Kepala Kepolisian Resor Jakarta Barat, Komisaris Besar Rudy Hariyanto Adi Nugroho, kemudian memanggil anak buahnya untuk mencari jalan keluar dalam menangani tawuran. Tambora ditetapkan sebagai titik percontohan program Gerakan Masyarakat Anti-Tawuran pada 12 Juni 2015.
Polisi kemudian memasang 1.000 spanduk bertulisan nomor telepon pengaduan dan ancaman hukuman bagi mereka yang terlibat tawuran. Agar tak dianggap angin lalu, polisi mengajak tokoh masyarakat dan pemuka agama untuk ikut mengingatkan kemudaratan tawuran. Jika imbauan itu masih tak mempan, setiap pelajar yang tertangkap tawuran akan dilaporkan ke Suku Dinas Pendidikan Jakarta Barat untuk dicabut bantuan Kartu Jakarta Pintar-nya.
“Dari 15 pelajar yang terlibat tawuran, empat di antaranya sudah dicabut KJP-nya,” kata Kepala Polsek Tambora, Komisaris Wirdanto Hadi Wicaksono.

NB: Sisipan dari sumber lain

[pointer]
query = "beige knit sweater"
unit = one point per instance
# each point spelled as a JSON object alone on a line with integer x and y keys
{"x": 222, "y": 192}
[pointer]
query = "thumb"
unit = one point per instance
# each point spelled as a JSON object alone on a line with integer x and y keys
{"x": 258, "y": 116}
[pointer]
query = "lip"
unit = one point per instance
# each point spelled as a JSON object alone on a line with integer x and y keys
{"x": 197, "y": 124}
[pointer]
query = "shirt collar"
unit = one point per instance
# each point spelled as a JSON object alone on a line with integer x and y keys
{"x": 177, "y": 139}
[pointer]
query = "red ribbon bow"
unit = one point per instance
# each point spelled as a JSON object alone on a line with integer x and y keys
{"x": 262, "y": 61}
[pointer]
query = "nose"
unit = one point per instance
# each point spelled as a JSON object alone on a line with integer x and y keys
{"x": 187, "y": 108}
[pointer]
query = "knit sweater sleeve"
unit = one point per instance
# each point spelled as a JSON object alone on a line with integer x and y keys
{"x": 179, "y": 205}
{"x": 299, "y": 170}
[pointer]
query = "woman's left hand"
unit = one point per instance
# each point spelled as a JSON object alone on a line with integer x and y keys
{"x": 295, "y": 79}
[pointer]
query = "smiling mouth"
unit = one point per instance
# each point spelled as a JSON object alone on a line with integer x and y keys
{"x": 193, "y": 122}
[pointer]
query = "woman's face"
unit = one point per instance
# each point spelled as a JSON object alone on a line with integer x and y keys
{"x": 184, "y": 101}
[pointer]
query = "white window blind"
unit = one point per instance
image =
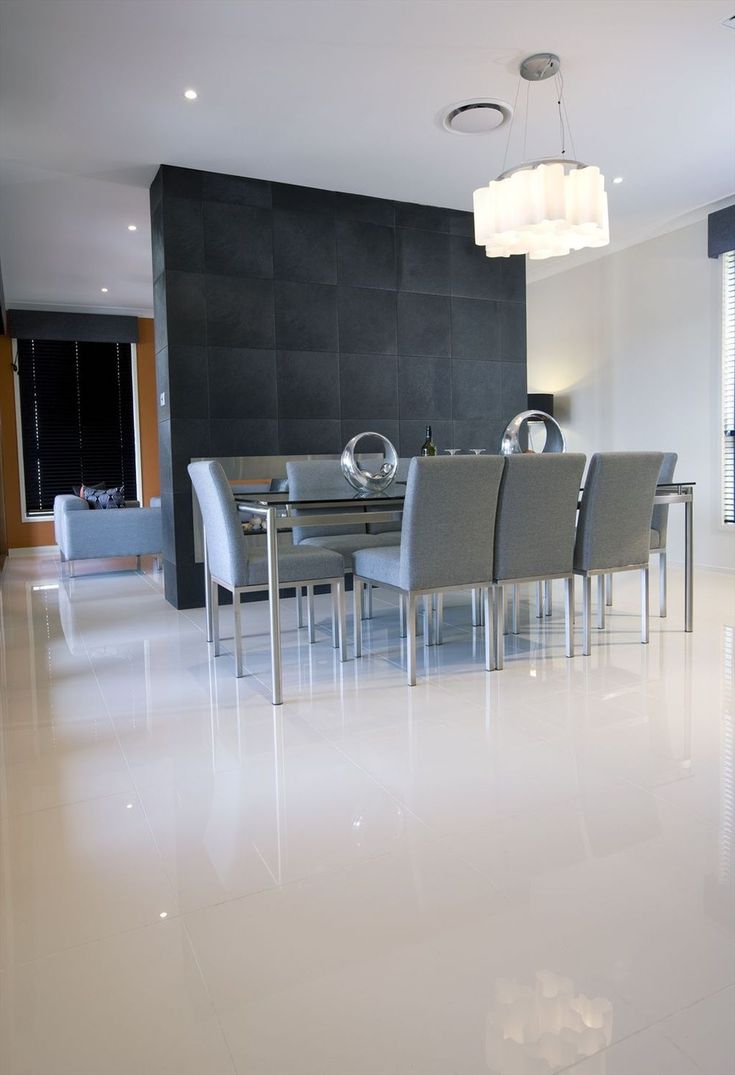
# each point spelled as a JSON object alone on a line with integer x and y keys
{"x": 729, "y": 387}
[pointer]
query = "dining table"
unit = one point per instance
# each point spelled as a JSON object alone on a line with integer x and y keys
{"x": 278, "y": 512}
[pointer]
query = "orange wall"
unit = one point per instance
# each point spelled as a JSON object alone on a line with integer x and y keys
{"x": 30, "y": 534}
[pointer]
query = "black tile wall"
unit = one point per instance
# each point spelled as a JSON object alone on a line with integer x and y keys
{"x": 289, "y": 319}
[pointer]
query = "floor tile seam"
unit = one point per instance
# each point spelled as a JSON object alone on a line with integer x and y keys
{"x": 146, "y": 818}
{"x": 60, "y": 806}
{"x": 88, "y": 942}
{"x": 207, "y": 993}
{"x": 702, "y": 1000}
{"x": 658, "y": 1023}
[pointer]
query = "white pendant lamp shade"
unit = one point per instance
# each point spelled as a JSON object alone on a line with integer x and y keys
{"x": 542, "y": 210}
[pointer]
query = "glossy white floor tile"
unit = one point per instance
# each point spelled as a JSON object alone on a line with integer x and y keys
{"x": 514, "y": 873}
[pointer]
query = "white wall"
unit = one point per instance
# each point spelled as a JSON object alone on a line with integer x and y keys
{"x": 630, "y": 345}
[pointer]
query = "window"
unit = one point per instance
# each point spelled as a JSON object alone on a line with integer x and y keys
{"x": 76, "y": 417}
{"x": 729, "y": 386}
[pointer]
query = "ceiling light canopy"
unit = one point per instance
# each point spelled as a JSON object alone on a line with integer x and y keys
{"x": 543, "y": 208}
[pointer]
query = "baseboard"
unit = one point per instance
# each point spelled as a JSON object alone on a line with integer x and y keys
{"x": 34, "y": 550}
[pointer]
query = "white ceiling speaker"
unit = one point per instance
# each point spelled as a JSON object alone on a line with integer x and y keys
{"x": 479, "y": 116}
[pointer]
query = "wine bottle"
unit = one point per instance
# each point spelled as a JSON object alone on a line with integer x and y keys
{"x": 428, "y": 448}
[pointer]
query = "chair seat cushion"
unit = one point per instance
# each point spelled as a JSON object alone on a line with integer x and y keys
{"x": 378, "y": 564}
{"x": 296, "y": 564}
{"x": 347, "y": 545}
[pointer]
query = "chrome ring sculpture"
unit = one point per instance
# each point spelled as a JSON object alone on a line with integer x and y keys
{"x": 362, "y": 479}
{"x": 555, "y": 438}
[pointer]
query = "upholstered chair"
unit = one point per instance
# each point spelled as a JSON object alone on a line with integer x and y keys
{"x": 233, "y": 567}
{"x": 614, "y": 530}
{"x": 447, "y": 543}
{"x": 535, "y": 530}
{"x": 322, "y": 479}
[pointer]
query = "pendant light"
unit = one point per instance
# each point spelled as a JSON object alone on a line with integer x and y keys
{"x": 543, "y": 208}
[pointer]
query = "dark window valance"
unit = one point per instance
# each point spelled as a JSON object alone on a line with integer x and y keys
{"x": 721, "y": 231}
{"x": 84, "y": 328}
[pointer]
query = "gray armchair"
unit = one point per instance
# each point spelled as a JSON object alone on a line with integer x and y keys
{"x": 433, "y": 555}
{"x": 614, "y": 527}
{"x": 535, "y": 531}
{"x": 234, "y": 569}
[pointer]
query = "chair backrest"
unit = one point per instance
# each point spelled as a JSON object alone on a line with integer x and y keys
{"x": 401, "y": 475}
{"x": 615, "y": 516}
{"x": 449, "y": 521}
{"x": 537, "y": 515}
{"x": 660, "y": 516}
{"x": 225, "y": 542}
{"x": 319, "y": 479}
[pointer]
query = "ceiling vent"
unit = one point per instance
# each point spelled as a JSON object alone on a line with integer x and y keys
{"x": 479, "y": 116}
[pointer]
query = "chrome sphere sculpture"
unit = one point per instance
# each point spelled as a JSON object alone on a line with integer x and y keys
{"x": 555, "y": 438}
{"x": 362, "y": 479}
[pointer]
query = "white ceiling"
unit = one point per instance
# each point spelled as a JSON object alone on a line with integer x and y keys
{"x": 337, "y": 95}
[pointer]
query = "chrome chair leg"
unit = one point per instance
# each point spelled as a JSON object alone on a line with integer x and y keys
{"x": 475, "y": 608}
{"x": 357, "y": 616}
{"x": 335, "y": 617}
{"x": 490, "y": 627}
{"x": 238, "y": 633}
{"x": 411, "y": 639}
{"x": 310, "y": 614}
{"x": 214, "y": 605}
{"x": 498, "y": 610}
{"x": 438, "y": 618}
{"x": 428, "y": 620}
{"x": 339, "y": 592}
{"x": 568, "y": 616}
{"x": 601, "y": 602}
{"x": 587, "y": 610}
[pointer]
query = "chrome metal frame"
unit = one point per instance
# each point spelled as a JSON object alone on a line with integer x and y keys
{"x": 542, "y": 584}
{"x": 274, "y": 522}
{"x": 430, "y": 598}
{"x": 587, "y": 602}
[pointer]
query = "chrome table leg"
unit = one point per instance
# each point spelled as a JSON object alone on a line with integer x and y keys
{"x": 274, "y": 605}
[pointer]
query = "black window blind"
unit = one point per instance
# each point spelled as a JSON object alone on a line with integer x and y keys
{"x": 76, "y": 417}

Adapun bagi masyarakat umum yang terlibat tawuran, polisi tak akan sudi mengeluarkan surat keterangan catatan kepolisian atas dirinya.
Kini, Jujung dan warga Tambora tak lagi waswas untuk bermain di sekitar rumah saat akhir pekan. “Sekarang sudah zero tawuran,” ujar Wirdanto. Atas pencapaian itu, Wirdanto dan Rudy Hariyanto dianugerahi penghargaan di Bidang Keamanan dan Ketertiban Masyarakat oleh Lembaga Prestasi Indonesia-Dunia (LEPRID). “Sejauh pengamatan kami, belum ada yang melakukan program pencegahan tawuran seperti ini,” kata Direktur LEPRID, Paulus Pangka.